Il en était là. Lui qui ne tolérait pas une peccadille à ses vendeuses, qui les jetait sur le pavé au moindre caprice, se trouvait réduit à supplier une d'elles de ne pas partir, de ne pas l'abandonner dans sa misère. Il défendait la porte contre elle, il était prêt à lui pardonner, à s'aveugler, si elle daignait mentir. Et il disait vrai, le dégoût lui venait des filles ramassées dans les coulisses des petits théâtres et dans les restaurants de nuit ; il ne voyait plus Clara, il n'avait pas remis les pieds chez madame Desforges, où Bouthemont régnait maintenant, en attendant l'ouverture des nouveaux magasins : les Quatre Saisons, qui emplissaient déjà les journaux de réclames.

Dites, dois-je me mettre à genoux ? répéta-t-il, la gorge étranglée de larmes contenues.

Elle l'arrêta de la main, ne pouvant plus elle-même cacher son trouble, profondément remuée par cette passion souffrante.

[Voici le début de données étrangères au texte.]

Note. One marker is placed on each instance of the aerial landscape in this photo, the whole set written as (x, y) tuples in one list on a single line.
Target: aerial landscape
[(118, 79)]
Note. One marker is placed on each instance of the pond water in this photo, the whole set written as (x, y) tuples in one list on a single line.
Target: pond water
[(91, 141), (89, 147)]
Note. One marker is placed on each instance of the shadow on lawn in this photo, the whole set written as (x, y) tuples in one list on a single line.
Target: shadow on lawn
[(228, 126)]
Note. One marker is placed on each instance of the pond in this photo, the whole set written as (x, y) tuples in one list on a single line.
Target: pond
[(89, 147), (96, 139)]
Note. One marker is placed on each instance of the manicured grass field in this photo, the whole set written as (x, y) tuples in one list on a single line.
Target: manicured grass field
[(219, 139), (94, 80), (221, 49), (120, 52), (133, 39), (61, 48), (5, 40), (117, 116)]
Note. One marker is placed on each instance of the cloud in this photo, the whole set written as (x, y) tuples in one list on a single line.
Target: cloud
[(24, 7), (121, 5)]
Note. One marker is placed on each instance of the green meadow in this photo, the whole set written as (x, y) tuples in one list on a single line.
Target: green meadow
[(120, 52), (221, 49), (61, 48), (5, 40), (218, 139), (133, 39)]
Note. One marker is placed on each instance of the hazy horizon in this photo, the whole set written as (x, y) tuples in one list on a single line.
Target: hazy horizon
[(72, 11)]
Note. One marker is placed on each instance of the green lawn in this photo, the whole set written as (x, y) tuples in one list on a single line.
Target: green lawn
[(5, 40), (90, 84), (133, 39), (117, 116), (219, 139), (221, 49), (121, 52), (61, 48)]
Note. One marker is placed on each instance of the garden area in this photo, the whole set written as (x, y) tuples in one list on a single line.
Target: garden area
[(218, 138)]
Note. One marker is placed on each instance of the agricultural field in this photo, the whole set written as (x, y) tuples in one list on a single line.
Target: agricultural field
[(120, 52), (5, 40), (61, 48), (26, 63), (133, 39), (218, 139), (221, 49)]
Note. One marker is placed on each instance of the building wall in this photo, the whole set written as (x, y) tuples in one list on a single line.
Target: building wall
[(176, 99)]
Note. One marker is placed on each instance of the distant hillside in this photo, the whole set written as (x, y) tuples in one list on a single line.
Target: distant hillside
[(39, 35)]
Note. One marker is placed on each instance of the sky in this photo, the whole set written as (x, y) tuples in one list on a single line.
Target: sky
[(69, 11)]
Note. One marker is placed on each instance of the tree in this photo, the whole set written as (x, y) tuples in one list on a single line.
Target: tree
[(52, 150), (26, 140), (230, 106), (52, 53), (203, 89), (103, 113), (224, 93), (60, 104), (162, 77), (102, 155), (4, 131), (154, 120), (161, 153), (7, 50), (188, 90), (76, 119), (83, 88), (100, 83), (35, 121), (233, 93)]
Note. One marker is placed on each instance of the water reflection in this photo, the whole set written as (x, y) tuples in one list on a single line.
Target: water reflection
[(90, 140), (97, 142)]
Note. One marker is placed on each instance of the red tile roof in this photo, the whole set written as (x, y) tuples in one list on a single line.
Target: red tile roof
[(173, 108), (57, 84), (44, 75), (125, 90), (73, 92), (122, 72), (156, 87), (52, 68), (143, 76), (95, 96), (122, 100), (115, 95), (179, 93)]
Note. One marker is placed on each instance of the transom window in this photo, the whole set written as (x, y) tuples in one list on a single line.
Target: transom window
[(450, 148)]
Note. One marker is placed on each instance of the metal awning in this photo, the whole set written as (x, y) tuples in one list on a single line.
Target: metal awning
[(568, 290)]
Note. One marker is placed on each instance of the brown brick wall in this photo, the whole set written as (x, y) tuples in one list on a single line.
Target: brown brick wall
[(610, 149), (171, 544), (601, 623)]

Vous avez tort de vous faire de la peine, monsieur, répondit-elle enfin. Je vous jure que ces vilaines histoires sont des mensonges... Ce pauvre garçon de tout à l'heure est aussi peu coupable que moi.

Et elle avait sa belle franchise, ses yeux clairs qui regardaient droit devant elle.

C'est bien, je vous crois, murmura-t-il, je ne renverrai aucun de vos camarades, puisque vous prenez tout ce monde sous votre protection... Mais alors pourquoi me repoussez-vous, si vous n'aimez personne ?

Une gêne soudaine, une pudeur inquiète s'empara de la jeune fille.

Vous aimez quelqu'un, n'est-ce pas ? reprit-il d'une voix tremblante. Oh ! vous pouvez le dire, je n'ai aucun droit sur vos tendresses... Vous aimez quelqu'un.

Elle devenait très rouge, son cœur était sur ses lèvres, et elle sentait le mensonge impossible, avec cette émotion qui la trahissait, cette répugnance à mentir qui mettait quand même la vérité sur son visage.

Oui, finit-elle par avouer faiblement. Je vous en prie, monsieur, laissez-moi, vous me faites du chagrin.

A son tour, elle souffrait. N'était-ce point assez déjà d'avoir à se défendre contre lui ? aurait-elle encore à se défendre contre elle, contre les souffles de tendresse qui lui ôtaient par moments tout courage ? Quand il luiparlait ainsi, quand elle le voyait si ému, si bouleversé, elle ne savait plus pourquoi elle se refusait ; et elle ne retrouvait qu'ensuite, au fond même de sa nature de fille bien portante, la fierté et la raison qui la tenaient debout, dans son obstination de vierge. C'était par un instinct du bonheur quelle s'entêtait, pour satisfaire son besoin d'une vie tranquille, et non pour obéir à l'idée de la vertu. Elle serait tombée aux bras de cet homme, la chair prise, le cœur séduit, si elle n'avait éprouvé une révolte, presque une répulsion devant le don définitif de son être, jeté à l'inconnu du lendemain. L'amant lui faisait peur, cette peur folle qui blêmit la femme à l'approche du mâle.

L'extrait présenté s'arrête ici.